X-mean algorithm BIC calculation question


I'm having trouble understanding some of the formulas in this paper related to BIC calculation (Dan Pelleg and Andrew Moore, X-means: Extending K-means with Efficient Estimation of the Number of Clusters).

First the variance equation:

  • R – number of points
  • K – number of clusters
  • $\mu_i$ – centroid associated with ith point.
  • $\sigma^2 = \frac{1}{R-K}\sum_{i}(x_i – \mu_{(i)})^2 $

The log likelyhood then uses this sigma.
Am I reading this right, they're using 1 covariance matrix for all clusters (see quote below, they are)? This makes no sense. If you have 5 clusters, each one is a Gaussian according to k-means algorithm. So wouldn't it make sense to compute covariance $\sigma^2_i$ for each cluster and use that?

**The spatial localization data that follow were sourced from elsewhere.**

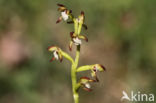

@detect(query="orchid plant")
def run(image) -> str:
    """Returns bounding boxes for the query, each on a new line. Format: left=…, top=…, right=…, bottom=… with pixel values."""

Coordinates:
left=48, top=4, right=106, bottom=103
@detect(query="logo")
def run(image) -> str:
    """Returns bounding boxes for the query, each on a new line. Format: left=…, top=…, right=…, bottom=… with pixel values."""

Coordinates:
left=121, top=91, right=154, bottom=102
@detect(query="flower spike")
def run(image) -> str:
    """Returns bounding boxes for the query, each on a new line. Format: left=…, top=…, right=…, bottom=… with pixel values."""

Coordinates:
left=48, top=4, right=106, bottom=103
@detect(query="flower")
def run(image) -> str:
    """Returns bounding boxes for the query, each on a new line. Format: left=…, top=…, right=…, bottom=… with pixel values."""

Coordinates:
left=69, top=32, right=88, bottom=51
left=56, top=4, right=72, bottom=23
left=93, top=64, right=106, bottom=72
left=53, top=51, right=59, bottom=60
left=91, top=64, right=106, bottom=82
left=47, top=46, right=63, bottom=62
left=79, top=77, right=95, bottom=92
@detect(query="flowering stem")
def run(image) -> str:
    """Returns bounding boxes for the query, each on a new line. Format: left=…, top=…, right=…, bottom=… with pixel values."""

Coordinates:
left=71, top=46, right=80, bottom=103
left=50, top=4, right=106, bottom=103
left=71, top=19, right=81, bottom=103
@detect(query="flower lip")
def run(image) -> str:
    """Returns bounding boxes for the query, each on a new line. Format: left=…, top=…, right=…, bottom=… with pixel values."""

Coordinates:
left=73, top=37, right=82, bottom=45
left=61, top=11, right=69, bottom=21
left=53, top=51, right=59, bottom=60
left=85, top=83, right=91, bottom=89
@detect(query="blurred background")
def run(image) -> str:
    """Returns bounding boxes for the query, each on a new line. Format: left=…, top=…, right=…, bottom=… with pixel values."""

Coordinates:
left=0, top=0, right=156, bottom=103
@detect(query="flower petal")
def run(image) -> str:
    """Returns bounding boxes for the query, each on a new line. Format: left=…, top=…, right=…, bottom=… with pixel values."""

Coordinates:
left=69, top=41, right=73, bottom=51
left=78, top=11, right=85, bottom=23
left=70, top=32, right=75, bottom=38
left=57, top=4, right=66, bottom=12
left=47, top=46, right=58, bottom=52
left=81, top=11, right=84, bottom=16
left=57, top=4, right=65, bottom=7
left=49, top=57, right=55, bottom=62
left=56, top=16, right=63, bottom=24
left=67, top=21, right=74, bottom=24
left=78, top=35, right=88, bottom=42
left=94, top=64, right=106, bottom=72
left=82, top=24, right=88, bottom=30
left=58, top=51, right=63, bottom=62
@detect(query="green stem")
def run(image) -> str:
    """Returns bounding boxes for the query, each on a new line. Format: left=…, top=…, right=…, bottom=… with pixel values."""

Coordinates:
left=71, top=63, right=79, bottom=103
left=71, top=18, right=81, bottom=103
left=74, top=18, right=78, bottom=33
left=77, top=23, right=82, bottom=35
left=75, top=45, right=80, bottom=67
left=71, top=45, right=80, bottom=103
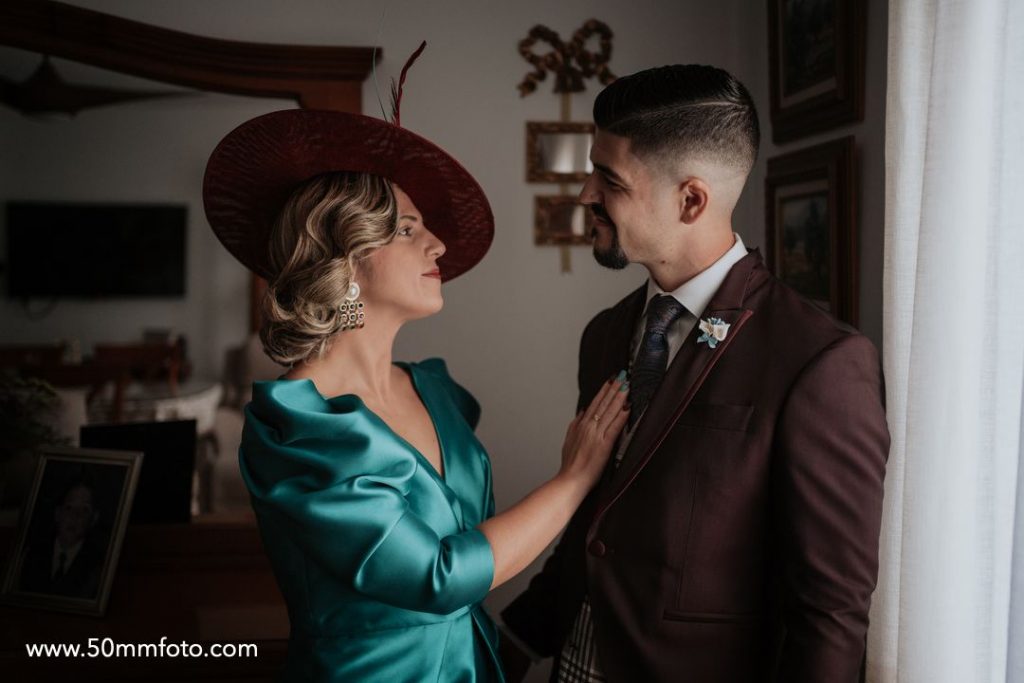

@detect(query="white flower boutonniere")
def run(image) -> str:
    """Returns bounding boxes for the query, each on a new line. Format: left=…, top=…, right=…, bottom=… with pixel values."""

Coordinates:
left=697, top=317, right=730, bottom=349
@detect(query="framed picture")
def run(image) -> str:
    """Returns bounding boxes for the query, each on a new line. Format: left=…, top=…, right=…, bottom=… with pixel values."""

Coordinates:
left=526, top=122, right=594, bottom=183
left=1, top=446, right=142, bottom=616
left=534, top=195, right=593, bottom=246
left=765, top=135, right=857, bottom=325
left=767, top=0, right=866, bottom=143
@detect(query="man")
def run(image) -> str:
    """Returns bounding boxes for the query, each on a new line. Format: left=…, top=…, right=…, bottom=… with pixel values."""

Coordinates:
left=502, top=64, right=889, bottom=682
left=19, top=476, right=104, bottom=599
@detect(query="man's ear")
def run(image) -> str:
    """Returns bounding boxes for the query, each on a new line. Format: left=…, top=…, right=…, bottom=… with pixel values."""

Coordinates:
left=678, top=178, right=710, bottom=224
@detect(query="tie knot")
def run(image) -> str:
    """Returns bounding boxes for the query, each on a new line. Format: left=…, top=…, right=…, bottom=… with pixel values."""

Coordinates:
left=644, top=295, right=687, bottom=335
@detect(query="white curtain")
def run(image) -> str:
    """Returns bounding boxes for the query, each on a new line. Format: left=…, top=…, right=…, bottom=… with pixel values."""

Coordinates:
left=870, top=0, right=1024, bottom=681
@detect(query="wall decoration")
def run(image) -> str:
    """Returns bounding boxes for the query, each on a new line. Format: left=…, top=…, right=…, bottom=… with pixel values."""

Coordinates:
left=526, top=121, right=595, bottom=184
left=517, top=19, right=616, bottom=269
left=534, top=196, right=594, bottom=246
left=767, top=0, right=866, bottom=143
left=516, top=20, right=616, bottom=97
left=765, top=136, right=857, bottom=325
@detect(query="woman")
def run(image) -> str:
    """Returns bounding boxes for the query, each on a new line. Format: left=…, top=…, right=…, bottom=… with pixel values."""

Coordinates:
left=203, top=69, right=628, bottom=682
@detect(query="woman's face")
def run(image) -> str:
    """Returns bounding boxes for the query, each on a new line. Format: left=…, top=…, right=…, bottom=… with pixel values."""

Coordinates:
left=358, top=184, right=447, bottom=323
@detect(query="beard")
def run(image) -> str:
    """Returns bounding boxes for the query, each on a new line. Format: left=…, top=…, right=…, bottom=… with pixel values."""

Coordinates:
left=589, top=205, right=629, bottom=270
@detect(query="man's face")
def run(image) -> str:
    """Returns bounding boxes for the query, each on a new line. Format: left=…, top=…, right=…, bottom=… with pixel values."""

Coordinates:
left=579, top=130, right=678, bottom=269
left=54, top=484, right=97, bottom=546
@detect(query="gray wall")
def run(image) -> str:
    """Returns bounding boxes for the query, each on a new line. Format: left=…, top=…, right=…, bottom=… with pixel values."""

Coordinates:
left=0, top=1, right=887, bottom=679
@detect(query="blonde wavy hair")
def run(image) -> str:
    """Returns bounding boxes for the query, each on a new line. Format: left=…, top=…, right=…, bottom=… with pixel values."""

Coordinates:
left=260, top=172, right=398, bottom=365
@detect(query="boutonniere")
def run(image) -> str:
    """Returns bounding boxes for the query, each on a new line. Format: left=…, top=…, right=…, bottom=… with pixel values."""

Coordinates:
left=697, top=317, right=730, bottom=349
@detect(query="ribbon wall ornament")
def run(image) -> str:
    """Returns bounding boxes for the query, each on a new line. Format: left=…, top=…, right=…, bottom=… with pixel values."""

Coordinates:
left=518, top=19, right=617, bottom=273
left=517, top=20, right=617, bottom=97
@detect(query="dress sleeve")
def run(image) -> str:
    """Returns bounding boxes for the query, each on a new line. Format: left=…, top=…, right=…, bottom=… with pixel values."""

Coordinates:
left=415, top=357, right=481, bottom=430
left=240, top=384, right=494, bottom=616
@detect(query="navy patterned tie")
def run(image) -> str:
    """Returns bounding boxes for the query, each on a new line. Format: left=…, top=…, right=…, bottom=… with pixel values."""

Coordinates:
left=628, top=294, right=687, bottom=428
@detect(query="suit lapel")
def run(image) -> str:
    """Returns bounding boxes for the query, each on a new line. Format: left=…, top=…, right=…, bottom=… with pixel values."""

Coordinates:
left=590, top=251, right=767, bottom=530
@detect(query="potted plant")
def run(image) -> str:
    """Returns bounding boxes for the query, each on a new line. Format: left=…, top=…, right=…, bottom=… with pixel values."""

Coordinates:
left=0, top=370, right=70, bottom=511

My second question is regarding number of parameters to use in the BIC score. The paper mentions

Number of free parameters $p_j$ is simply the sum of K-1 class
probabilities, M*K centroid coordinates, and one variance estimate.

How do you get the K-1 class probabilities? I could do # of points in class i / total number of points. But then it's K-1, which probability is left out of the sum?

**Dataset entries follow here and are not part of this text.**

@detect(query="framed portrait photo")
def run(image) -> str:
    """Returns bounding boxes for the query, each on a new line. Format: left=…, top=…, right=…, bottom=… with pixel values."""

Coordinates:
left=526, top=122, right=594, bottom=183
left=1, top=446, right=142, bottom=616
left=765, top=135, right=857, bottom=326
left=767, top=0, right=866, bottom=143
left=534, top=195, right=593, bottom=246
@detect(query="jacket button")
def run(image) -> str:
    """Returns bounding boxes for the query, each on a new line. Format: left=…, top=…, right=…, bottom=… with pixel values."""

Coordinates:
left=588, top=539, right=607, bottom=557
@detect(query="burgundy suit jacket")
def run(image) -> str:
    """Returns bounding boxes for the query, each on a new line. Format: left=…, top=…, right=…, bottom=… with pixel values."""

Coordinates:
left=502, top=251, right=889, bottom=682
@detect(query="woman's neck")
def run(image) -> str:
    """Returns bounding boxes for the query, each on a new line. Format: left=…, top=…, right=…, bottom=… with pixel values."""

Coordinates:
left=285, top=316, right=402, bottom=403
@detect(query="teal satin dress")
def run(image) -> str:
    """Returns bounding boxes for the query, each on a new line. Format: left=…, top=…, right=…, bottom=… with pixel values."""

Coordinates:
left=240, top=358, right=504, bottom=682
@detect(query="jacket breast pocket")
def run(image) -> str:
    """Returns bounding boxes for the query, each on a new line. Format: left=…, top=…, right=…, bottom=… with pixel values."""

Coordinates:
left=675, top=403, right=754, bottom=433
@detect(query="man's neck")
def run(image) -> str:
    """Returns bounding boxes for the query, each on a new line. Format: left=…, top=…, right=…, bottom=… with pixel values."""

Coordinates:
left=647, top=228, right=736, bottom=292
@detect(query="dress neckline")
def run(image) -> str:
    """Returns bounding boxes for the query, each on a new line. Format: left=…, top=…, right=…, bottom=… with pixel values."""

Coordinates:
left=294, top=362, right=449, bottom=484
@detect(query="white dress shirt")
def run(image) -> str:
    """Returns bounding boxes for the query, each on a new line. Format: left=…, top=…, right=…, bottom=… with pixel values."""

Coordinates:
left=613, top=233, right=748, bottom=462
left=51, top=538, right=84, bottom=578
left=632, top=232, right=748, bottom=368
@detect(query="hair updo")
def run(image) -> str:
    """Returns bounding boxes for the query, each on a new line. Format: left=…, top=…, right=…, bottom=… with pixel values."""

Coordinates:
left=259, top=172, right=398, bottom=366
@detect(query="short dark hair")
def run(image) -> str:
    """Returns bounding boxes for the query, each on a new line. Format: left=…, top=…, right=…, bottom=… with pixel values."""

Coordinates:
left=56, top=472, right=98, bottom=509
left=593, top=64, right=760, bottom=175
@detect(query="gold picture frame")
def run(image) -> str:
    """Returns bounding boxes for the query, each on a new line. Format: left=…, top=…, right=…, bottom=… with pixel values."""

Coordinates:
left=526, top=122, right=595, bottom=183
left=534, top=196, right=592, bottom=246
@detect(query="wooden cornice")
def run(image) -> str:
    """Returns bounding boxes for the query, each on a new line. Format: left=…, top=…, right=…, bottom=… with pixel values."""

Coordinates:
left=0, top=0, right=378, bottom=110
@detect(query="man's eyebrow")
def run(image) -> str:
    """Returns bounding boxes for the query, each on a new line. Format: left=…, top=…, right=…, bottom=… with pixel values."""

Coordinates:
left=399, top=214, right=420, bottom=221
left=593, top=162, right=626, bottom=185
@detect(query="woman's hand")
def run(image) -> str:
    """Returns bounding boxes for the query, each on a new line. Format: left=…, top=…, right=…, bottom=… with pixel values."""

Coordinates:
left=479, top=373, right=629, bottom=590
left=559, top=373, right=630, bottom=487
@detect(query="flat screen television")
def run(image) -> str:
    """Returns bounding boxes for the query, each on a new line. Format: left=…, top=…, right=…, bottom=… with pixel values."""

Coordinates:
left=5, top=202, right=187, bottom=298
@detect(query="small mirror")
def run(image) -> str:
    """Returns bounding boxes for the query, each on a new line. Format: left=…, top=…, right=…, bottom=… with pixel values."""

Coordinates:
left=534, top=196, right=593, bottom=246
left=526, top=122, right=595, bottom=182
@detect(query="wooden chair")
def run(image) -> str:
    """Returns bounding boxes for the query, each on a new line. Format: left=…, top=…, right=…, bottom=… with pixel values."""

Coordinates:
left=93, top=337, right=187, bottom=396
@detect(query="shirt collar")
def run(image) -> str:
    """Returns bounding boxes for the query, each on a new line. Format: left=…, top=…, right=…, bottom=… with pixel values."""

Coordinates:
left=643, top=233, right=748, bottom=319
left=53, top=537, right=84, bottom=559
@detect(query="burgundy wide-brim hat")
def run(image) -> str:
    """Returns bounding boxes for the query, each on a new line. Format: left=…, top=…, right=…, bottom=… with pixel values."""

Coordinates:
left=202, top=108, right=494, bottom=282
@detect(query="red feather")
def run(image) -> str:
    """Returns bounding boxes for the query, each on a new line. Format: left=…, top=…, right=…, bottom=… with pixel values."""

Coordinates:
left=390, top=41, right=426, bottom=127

P.S. If anyone has a nicer paper on estimating k using similar methods I'd like to read that as well. At this point I'm not too concerned with speed.

Thanks for your help.

Best Answer

Let the clusters be indexed by $j = 1, \ldots, K$ with $K_j \gt 0$ points in cluster $j$. Let $\mu_j$ (no parentheses around the subscript) designate the mean of cluster $j$. Then, because by definition $\mu_{(i)}$ is the mean of whichever cluster $x_i$ belongs to, we can group the terms in the summation by cluster:

$$\eqalign{ \sigma^2 &= \frac{1}{R-K}\sum_{i}(x_i - \mu_{(i)})^2 \\ &= \frac{1}{R-K}\sum_{j=1}^K\sum_{k=1}^{K_j}(x_k - \mu_j)^2 \\ &= \frac{1}{R-K}\sum_{j=1}^K K_j \frac{1}{K_j}\sum_{k=1}^{K_j}(x_k - \mu_j)^2 \\ &= \frac{1}{R-K}\sum_{j=1}^K K_j \sigma_j^2 },$$

with $\sigma_j^2$ being the variance within cluster $j$ (where we must use $K_j$ instead of $K_j-1$ in the denominators to handle singleton clusters). I believe this is what you were expecting.